Bo moje serce nie wytrzyma aktywności fizycznej...
16 stycznia 2020, 07:13

Bo moje serce nie wytrzyma aktywności fizycznej!

Jak już wiesz moja nerwica bardzo intensywnie zajeła się moim sercem. Biore blokery zapisane od kardiologa. 

Był taki czas , że pomału z niego schodziłam za zgodą lekarza.  Niestety po 2 tyg zaczeło się szaleństwo. Musiałam spowrotem do nich wrócić. Ale dziś nie o tym...

Podczas pierwszej wizyty u psychiatry dowiedziałam się że oprócz brania psychotropów mam zacząć ćwiczyć. Pomyślałam sobie "Ja i sport taaa" Przecież serce tego nie wytrzyma! Mam wysoki puls , a jak zaczne jeszcze ćwiczyć to co będzie?

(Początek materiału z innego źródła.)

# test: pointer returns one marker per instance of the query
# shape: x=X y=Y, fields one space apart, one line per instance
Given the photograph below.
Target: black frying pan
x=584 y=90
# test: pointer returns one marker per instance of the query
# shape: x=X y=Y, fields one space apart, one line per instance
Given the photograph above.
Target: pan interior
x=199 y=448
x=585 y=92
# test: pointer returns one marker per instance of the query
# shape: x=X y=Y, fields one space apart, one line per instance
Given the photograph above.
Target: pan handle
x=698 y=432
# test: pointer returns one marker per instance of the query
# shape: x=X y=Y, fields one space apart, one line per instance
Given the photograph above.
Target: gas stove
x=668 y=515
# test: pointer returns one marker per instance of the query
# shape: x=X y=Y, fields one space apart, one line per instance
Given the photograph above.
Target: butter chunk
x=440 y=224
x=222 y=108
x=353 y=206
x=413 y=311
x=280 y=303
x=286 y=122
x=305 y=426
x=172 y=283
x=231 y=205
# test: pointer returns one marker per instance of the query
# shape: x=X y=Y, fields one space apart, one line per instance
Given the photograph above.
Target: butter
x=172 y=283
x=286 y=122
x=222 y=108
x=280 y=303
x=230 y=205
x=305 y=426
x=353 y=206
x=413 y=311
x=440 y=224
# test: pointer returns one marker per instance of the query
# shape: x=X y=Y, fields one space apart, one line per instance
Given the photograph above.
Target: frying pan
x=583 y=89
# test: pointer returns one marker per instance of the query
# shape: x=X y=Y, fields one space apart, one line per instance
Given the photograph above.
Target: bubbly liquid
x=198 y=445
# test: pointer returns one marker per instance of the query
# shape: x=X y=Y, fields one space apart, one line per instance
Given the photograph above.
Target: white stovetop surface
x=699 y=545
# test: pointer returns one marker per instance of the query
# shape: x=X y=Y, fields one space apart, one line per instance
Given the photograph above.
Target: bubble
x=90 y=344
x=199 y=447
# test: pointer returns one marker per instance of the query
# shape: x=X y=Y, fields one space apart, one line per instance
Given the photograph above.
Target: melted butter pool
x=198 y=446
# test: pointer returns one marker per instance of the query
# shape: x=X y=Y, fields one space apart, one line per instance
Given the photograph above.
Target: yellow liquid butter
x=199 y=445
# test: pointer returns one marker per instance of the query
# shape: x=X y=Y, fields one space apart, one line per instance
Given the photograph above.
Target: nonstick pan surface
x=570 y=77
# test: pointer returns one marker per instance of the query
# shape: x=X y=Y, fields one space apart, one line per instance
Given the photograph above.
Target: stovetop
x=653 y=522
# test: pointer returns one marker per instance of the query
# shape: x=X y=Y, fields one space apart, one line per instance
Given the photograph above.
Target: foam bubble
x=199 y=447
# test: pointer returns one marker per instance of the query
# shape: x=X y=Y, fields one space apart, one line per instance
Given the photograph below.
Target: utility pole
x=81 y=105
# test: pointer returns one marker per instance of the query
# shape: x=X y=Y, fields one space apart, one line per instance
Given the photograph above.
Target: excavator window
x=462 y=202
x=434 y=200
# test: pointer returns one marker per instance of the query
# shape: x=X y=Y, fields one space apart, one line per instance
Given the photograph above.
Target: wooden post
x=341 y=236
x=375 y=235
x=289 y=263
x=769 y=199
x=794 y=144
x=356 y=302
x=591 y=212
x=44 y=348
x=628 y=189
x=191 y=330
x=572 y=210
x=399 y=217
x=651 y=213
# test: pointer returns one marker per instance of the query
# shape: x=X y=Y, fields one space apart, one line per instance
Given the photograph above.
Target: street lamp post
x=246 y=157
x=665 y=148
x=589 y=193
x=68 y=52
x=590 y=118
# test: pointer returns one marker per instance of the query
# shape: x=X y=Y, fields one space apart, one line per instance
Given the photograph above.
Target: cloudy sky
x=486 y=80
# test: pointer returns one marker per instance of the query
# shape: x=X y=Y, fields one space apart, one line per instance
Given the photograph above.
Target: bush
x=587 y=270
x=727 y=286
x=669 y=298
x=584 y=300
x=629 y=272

Przyznam Ci szczerze że opornie mi szła ta cała aktywność!. Zaczełam kobinować jak zacząć...

Czułam, że rowerek stacjonarny to jest to. Z okazji moich urodzin dostałam go od mojego męża. Zaraz musiałam wypróbowac ten cały rowerek. I tak jechałam i jechałam. Puls oczywiscie poszedł do góry , serce waliło . Po 40 min miałam dość . Fizycznie ! Nie miałam wogole kondycji ale....po takim treningu czułam sie poprostu super. Wiesz to jest takie uczucie jakkby ktoś kamien z serca Ci zabrał. Mimo moich obaw naprawde nic sie nie stało , nie było gorzej było lepiej....

Ćwicze od 23 września regularnie ! Jest to dobre dla mojego ciała i duszy! Doszły ćwiczenia cardio, steper i hula hop. Daje sobie naprawde w kość ! Na wiosne mam w planach zacząć biegać bo ponoć dla nas nerwicowców nie ma  nic lepszego niż aktywność na swieżym powietrzu!

Więc kochani ! Jeśli macie zdrowe serduszko pobadane i nie ma żadnych przeciwskazań , macie troszke czasu . Spróbujcie się troszke poruszać naprawde nie ma sie czego bać.